In 1906, Sinclair acquired particular fame for his classic muck-raking novel, The Jungle, which exposed labor and sanitary conditions in the U.S. meatpacking industry, causing a public uproar that contributed in part to the passage a few months later of the 1906 Pure Food and Drug Act and the Meat Inspection Act. In 1919, he published The Brass Check, a muck-raking exposé of American journalism that publicized the issue of yellow journalism and the limitations of the “free press” in the United States. Four years after the publication of The Brass Check, the first code of ethics for journalists was created. Time magazine called him “a man with every gift except humor and silence”. He is also well remembered for the quote: “It is difficult to get a man to understand something when his salary depends upon his not understanding it.” He used this line in speeches and the book about his campaign for governor as a way to explain why the editors and publishers of the major newspapers in California would not treat seriously his proposals for old age pensions and other progressive reforms. Many of his novels can be read as historical works. Writing during the Progressive Era, Sinclair describes the world of the industrialized United States from both the working man’s and the industrialist’s points of view. Novels such as King Coal (1917), The Coal War (published posthumously), Oil! (1927), and The Flivver King (1937) describe the working conditions of the coal, oil, and auto industries at the time.

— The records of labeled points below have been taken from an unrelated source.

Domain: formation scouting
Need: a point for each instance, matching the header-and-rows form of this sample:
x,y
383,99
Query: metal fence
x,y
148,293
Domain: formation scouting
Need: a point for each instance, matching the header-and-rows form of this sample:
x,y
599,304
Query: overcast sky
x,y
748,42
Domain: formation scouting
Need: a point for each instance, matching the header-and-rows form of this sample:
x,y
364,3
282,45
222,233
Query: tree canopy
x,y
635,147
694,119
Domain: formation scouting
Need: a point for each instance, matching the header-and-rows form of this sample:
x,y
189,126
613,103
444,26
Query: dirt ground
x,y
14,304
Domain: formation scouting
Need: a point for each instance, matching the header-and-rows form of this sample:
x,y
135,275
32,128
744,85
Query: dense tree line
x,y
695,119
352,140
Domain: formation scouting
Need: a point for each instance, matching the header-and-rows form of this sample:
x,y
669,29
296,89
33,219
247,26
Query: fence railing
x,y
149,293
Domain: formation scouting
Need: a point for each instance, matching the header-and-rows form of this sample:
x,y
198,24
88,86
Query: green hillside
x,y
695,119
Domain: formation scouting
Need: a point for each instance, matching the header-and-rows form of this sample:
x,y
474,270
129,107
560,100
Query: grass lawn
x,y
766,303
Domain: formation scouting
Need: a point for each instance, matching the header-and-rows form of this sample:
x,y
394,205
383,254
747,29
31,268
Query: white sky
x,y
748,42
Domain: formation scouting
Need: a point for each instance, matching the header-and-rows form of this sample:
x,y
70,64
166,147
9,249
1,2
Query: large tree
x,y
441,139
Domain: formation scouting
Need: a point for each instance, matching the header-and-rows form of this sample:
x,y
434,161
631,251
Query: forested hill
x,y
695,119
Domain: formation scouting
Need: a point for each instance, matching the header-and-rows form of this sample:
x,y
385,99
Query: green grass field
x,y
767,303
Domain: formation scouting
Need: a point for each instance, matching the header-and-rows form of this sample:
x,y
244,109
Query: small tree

The Flivver King describes the rise of Henry Ford, his “wage reform” and his company’s Sociological Department, to his decline into antisemitism as the publisher of The Dearborn Independent. King Coal confronts John D. Rockefeller Jr. and his role in the 1914 Ludlow Massacre in the coal fields of Colorado.

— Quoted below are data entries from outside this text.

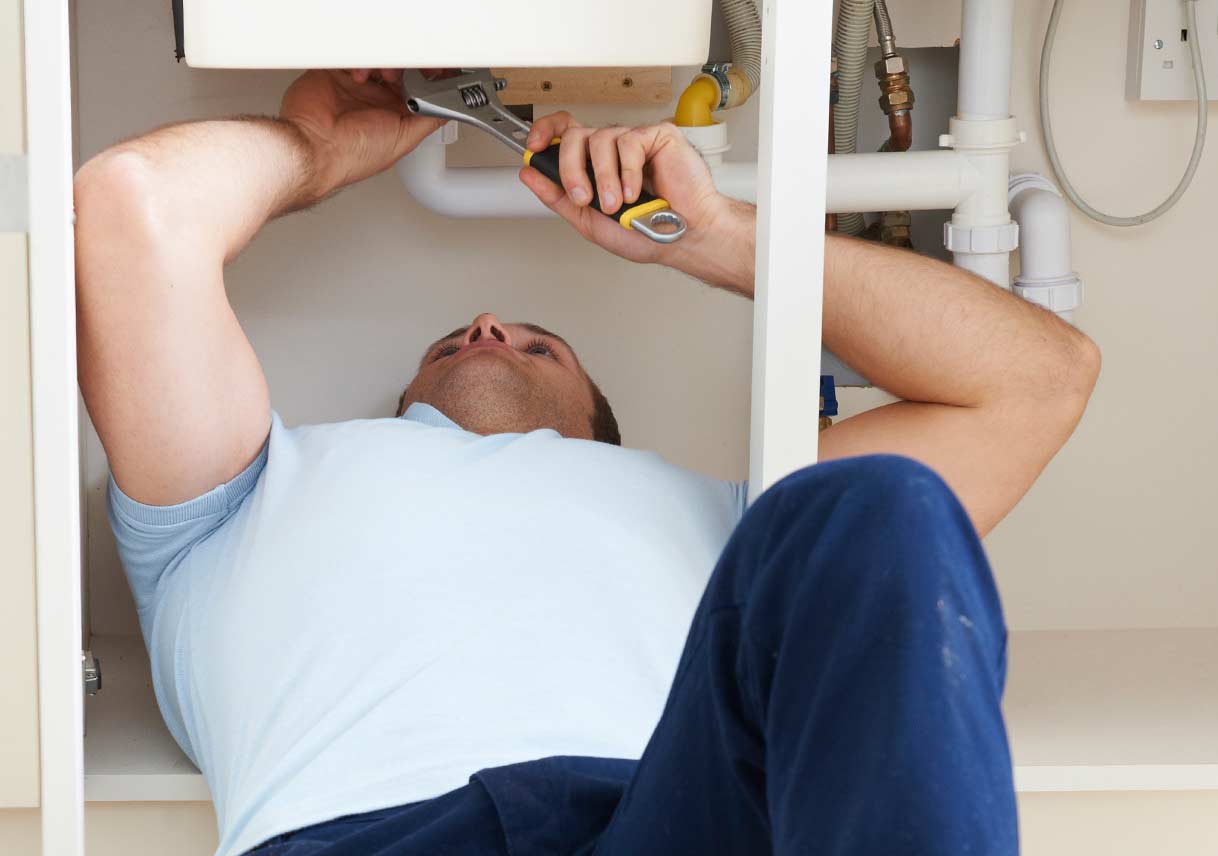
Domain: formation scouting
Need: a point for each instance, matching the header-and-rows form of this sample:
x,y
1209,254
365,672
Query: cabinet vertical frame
x,y
792,166
56,428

Sinclair was an outspoken socialist and ran unsuccessfully for Congress as a nominee from the Socialist Party. He was also the Democratic Party candidate for governor of California during the Great Depression, running under the banner of the End Poverty in California campaign, but was defeated in the 1934 election.

Early life and education

Sinclair was born in Baltimore, Maryland, to Upton Beall Sinclair Sr. and Priscilla Harden Sinclair. His father was a liquor salesman whose alcoholism shadowed his son’s childhood. Priscilla Harden Sinclair was a strict Episcopalian who disliked alcohol, tea, and coffee. Both of Upton Sinclair’s parents were of British ancestry. His paternal grandparents were Scottish, and all of his ancestors emigrated to America from Great Britain during the late 1600s and early 1700s. As a child, Sinclair slept either on sofas or cross-ways on his parents’ bed. When his father was out for the night, he would sleep in the bed with his mother. His mother’s family was very affluent: her parents were very prosperous in Baltimore, and her sister married a millionaire. Sinclair had wealthy maternal grandparents with whom he often stayed. This gave him insight into how both the rich and the poor lived during the late 19th century. Living in two social settings affected him and greatly influenced his books. Upton Beall Sinclair Sr. was from a highly respected family in the South, but the family was financially ruined by the Civil War, the end of slavery causing disruptions of the labor system during the Reconstruction era, and an extended agricultural depression.